How do we practice our faith with new people and in the new dawning kingdom? Do we hold onto the traditional practices or do we change our practices to meet new needs? This is part of the question facing Jesus and the disciples in this passage. John's disciples and the pharisees are fasting. This suggests a time during the year when a religious festival was happening that asked for people to fast as part of the celebration. Both John and the pharisees are very religious and are calling people to be faithful, to be in touch with God. Fasting has always been a religious practice to bring us closer to God. The practice of refraining from food allows people to use their hunger pains and their emptiness to focus on God. So Jesus' followers are not fasting and people want to know why. Jesus' answer reminds us the previous story where Jesus is feasting with sinners. So while others are depriving themselves to be closer to God, Jesus is feasting with outsiders. Jesus' response is right now, while I am here we will celebrate. But Jesus is also talking about how we live and practice our faith when the Holy One of Israel is with us. Jesus gives us the analogy of the old and new wineskins, old and new cloth. When the new is sewn into the old the stitches will break or tear. So a new wine need new wineskins.

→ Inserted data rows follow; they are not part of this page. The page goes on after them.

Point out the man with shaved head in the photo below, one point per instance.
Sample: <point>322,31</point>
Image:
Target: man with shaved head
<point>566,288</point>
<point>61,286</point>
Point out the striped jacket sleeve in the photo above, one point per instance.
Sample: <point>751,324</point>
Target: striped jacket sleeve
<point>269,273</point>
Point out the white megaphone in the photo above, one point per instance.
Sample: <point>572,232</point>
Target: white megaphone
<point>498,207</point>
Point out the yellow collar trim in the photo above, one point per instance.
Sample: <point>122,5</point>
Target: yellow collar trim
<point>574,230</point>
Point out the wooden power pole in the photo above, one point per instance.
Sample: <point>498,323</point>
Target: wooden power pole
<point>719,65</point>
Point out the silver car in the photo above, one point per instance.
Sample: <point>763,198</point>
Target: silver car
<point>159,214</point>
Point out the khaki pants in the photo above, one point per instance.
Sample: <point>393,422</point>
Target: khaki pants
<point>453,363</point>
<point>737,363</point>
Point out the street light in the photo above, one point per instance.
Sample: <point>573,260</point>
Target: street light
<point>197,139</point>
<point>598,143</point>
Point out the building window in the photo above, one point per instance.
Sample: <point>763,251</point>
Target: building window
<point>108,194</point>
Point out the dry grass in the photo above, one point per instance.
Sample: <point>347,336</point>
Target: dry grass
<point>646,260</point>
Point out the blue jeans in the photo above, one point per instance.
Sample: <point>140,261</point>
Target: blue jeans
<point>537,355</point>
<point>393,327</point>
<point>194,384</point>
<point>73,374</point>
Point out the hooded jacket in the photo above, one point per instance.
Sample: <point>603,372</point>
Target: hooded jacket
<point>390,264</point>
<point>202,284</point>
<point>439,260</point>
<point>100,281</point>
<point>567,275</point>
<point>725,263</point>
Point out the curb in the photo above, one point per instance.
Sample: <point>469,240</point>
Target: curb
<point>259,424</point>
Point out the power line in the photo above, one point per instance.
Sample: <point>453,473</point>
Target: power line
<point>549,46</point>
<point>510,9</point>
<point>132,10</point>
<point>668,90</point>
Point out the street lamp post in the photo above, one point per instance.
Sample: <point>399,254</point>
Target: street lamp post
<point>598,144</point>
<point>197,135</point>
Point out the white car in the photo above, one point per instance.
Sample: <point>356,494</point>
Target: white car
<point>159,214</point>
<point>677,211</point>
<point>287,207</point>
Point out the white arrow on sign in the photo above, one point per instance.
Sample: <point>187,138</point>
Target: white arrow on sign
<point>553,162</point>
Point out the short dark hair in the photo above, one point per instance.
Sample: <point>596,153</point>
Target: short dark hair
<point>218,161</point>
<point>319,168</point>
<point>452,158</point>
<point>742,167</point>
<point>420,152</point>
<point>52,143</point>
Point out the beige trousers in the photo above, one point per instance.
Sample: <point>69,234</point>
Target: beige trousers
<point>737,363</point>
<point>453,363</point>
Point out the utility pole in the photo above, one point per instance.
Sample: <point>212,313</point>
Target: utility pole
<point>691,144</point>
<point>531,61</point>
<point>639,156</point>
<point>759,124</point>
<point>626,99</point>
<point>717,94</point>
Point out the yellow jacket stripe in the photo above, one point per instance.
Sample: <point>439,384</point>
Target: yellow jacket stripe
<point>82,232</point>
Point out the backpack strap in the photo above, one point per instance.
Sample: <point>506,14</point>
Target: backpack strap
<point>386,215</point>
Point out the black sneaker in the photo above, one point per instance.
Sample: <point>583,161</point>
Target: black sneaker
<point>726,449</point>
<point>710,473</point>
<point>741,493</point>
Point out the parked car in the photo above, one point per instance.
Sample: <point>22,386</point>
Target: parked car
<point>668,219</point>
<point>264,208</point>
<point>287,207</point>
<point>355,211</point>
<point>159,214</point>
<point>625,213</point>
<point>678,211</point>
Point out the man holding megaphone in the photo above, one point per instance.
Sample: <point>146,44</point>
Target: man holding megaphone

The Call to Discipleship in The Gospel of Mark, Day 1318 Now John’s disciples and the Pharisees were fasting; and people came and said to him, ‘Why do John’s disciples and the disciples of the Pharisees fast, but your disciples do not fast?’ 19Jesus said to them, ‘The wedding-guests cannot fast while the bridegroom is with them, can they? As long as they have the bridegroom with them, they cannot fast. 20The days will come when the bridegroom is taken away from them, and then they will fast on that day.
21 ‘No one sews a piece of unshrunk cloth on an old cloak; otherwise, the patch pulls away from it, the new from the old, and a worse tear is made. 22And no one puts new wine into old wineskins; otherwise, the wine will burst the skins, and the wine is lost, and so are the skins; but one puts new wine into fresh wineskins.’ Mark 2:18-22
This raises interesting questions about how to practice our faith. So in our age when fasting is not really a part of our tradition in the UCC except maybe for one item during lent. Would fasting as a spiritual discipline transform our faith? What would it look like to spend 3 days fasting once a month with the time of the fast being used for meditation and prayer? What would is be like to fast in lent or Advent as if we were celebrating Ramadan? What if we were to refrain from eating during these times from sunrise to sunset. Would this help us to draw closer to God? Would this help us to remember that this time is set apart to bring us closer to God?
Are we so caught up in hanging onto what was and our traditions that we have forgotten the bridegroom? Have we forgotten that Jesus has called us to be the new wine? Have we lost the practices that bring life? It also makes me wonder if this implies that we as the church have lost the newness, the desire to follow God anew in each generation. This may mean asking why we practice our faith the way we do and how can we allow God to renew us, to help us be the new wine again.
One of the traditions of my tradition is to pray the Lord's Prayer communally in worship. We often say this reflexively, because we have been saying it since we were children. We speed through it ready to reach the end. Today spend some time changing the way you pray this prayer. So if you have never practiced using a rosary, grab a beaded necklace or bracelet and for each bead say the Lord's prayer. Or alternatively, as you begin to pray the prayer stop at each line and pause breathing in and out. Let the words settle into your heart.